The discussions were very interesting and informational. Some of the topics (that I am allowed to discuss publicly) were PNFS, QFS, LDAP for large scale authentication, Sun's new servers developed with Fujitsu and Sun's storage solutions.
Architecture wise, I was able to gain some more insight into UltraSparc T1/T2, Sparc M series, and M1 vs M2 architecture. Yes, there was clarification needed every time someone said T2 and T1 to differentiate T1000s and T2000s from UltraSparc T1 (Niagara 1) and UltraSparc T2 (Niagra 2). Someone please tell Sun they can use other letters of the alphabet to describe their servers and series.
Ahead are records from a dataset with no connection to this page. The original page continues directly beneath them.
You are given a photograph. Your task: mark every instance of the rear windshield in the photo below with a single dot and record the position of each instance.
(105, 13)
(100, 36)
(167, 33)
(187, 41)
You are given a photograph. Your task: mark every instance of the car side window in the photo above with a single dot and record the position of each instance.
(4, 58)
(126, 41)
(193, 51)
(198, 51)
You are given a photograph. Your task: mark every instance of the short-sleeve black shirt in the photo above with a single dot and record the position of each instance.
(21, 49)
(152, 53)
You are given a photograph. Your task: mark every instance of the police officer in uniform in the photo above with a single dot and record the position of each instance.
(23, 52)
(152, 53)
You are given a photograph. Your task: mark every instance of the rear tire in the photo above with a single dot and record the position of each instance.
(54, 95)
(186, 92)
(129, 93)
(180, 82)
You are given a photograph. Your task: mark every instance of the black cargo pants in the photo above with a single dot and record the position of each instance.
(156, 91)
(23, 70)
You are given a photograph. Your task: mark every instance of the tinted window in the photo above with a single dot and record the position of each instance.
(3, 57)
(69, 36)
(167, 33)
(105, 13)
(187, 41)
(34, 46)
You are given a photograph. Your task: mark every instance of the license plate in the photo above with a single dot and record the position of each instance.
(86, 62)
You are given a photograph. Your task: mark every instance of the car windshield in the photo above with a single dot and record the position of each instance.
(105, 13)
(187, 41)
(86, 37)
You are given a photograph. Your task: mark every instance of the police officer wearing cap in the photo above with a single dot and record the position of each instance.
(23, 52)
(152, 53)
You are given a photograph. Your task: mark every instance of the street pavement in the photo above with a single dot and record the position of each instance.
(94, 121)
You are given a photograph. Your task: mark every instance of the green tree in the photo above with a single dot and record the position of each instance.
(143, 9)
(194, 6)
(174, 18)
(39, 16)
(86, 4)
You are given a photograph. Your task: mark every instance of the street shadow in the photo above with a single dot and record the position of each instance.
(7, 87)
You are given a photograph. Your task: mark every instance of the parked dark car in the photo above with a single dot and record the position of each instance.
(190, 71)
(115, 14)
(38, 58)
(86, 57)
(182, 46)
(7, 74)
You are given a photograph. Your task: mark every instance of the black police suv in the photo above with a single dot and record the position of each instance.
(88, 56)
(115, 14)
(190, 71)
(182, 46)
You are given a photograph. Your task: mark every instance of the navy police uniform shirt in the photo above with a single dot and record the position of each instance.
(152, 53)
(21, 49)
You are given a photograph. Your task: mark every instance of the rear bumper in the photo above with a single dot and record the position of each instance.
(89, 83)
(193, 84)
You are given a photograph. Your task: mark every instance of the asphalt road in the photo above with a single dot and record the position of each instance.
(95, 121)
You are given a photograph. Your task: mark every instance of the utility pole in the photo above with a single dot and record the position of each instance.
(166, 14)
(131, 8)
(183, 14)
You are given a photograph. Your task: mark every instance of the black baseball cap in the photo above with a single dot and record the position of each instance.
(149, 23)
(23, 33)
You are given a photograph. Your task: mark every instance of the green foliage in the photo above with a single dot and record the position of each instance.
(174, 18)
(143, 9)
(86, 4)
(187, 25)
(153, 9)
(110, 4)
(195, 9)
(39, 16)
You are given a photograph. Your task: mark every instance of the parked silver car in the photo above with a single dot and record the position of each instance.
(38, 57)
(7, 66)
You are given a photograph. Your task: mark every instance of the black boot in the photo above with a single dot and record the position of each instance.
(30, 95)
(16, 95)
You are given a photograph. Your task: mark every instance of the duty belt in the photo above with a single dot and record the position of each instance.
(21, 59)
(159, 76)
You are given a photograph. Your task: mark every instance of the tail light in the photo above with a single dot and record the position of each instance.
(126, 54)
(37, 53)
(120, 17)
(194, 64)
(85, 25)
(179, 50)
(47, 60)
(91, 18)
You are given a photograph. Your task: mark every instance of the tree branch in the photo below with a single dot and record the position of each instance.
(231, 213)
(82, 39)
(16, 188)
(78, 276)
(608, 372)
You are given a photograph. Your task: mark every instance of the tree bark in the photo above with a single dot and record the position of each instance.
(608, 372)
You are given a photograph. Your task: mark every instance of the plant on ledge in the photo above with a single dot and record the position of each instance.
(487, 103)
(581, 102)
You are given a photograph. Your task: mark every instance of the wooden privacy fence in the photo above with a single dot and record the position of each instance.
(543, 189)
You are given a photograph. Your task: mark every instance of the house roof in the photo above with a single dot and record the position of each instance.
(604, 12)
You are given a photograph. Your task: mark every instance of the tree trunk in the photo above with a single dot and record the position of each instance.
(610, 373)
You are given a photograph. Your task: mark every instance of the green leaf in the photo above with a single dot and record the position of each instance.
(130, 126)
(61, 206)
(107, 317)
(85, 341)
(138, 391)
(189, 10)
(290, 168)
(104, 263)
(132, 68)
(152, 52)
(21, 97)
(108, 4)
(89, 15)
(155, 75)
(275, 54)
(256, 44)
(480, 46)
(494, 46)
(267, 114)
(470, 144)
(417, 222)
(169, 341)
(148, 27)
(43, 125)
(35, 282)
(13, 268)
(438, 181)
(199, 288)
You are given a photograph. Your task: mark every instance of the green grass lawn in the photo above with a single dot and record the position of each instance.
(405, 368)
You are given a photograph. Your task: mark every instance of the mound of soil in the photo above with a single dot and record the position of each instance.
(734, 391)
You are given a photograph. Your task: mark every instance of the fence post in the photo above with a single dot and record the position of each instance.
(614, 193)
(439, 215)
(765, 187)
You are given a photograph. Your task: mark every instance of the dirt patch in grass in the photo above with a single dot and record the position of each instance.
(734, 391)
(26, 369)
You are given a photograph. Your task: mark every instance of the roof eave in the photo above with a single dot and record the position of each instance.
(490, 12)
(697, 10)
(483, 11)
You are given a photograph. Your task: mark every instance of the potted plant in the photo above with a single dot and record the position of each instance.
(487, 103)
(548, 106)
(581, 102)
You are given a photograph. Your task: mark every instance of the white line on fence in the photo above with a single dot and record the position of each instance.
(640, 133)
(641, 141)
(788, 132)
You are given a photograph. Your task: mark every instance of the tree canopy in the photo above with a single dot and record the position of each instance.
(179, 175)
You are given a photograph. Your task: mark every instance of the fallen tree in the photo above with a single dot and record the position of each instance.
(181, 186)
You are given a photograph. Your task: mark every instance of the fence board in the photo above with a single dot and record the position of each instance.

The food, though very small in portions, was just out of this world. I can't wait to take my wife there.
Wednesday, April 02, 2008
My morning started with checking servers, then heading to PlanetMySQL where I found the "sad" news. Both me and my wife spent the next hour discussing nothing else but Ronald and every topic we could think of related to his 'situation'. In the back of my mind, I was thinking that this could be a joke, but then I thought I knew Ronald well enough that he won't play a joke like this. Of course, I was wrong.
When I got Ronald's message saying "April Fools!" my response was "I HATE YOU!!!!"
In the evening, when I talked to a very good mutual friend, Marc, I found he was equally "mad" at Ronald. Today, I see that we were not alone and poor Jay was very worried.
I would love to form a coalition of all those affected by this so we can take revenge :)
"Web companies, big and small, face many of the same challenges: sites must be faster, infrastructure needs to scale, and everything must be available to customers at all times, no matter what. Velocity is the place to obtain the crucial skills and knowledge to build successful web sites that are fast, scalable, resilient, and highly available."
When the call for papers was open for Velocity, I submitted a talk proposal regarding cutting MySQL IO for cost effective scaling and performance optimization.
Fotolog is one of the largest sites on the Internet. We are ranked 13th most visited site by Alexa and 3rd most active social network by ComScore. In the past two years, we have experienced and continue to experience incredible growth. By focusing on efficient data modeling and cutting I/O, we have literally pushed the limits of optimization and scalability when it comes to MySQL.
Learning today that my session was not accepted obviously came as a major disappointment to me. While I truly respect the conference chair's decision, I believe my session would have been useful for those who are experiencing strong growth but cannot afford to re-architect their database backend for one reason or another.
There is some good news as well: While Velocity rejected my proposal, I am presenting a somewhat similar session at this year's MySQL Conference. The session is called "Optimizing MySQL and InnoDB on Solaris 10 for World's Largest Photo Blogging Community". If you're attending the conference and interested in knowing how you can push the limits of your MySQL database servers on Solaris, don't forget to attend my session. It will be a lot of fun, I promise!
I am also presenting two more talks at the MySQL Conference, Disaster is Inevitable—Are You Prepared? and The Power of Lucene.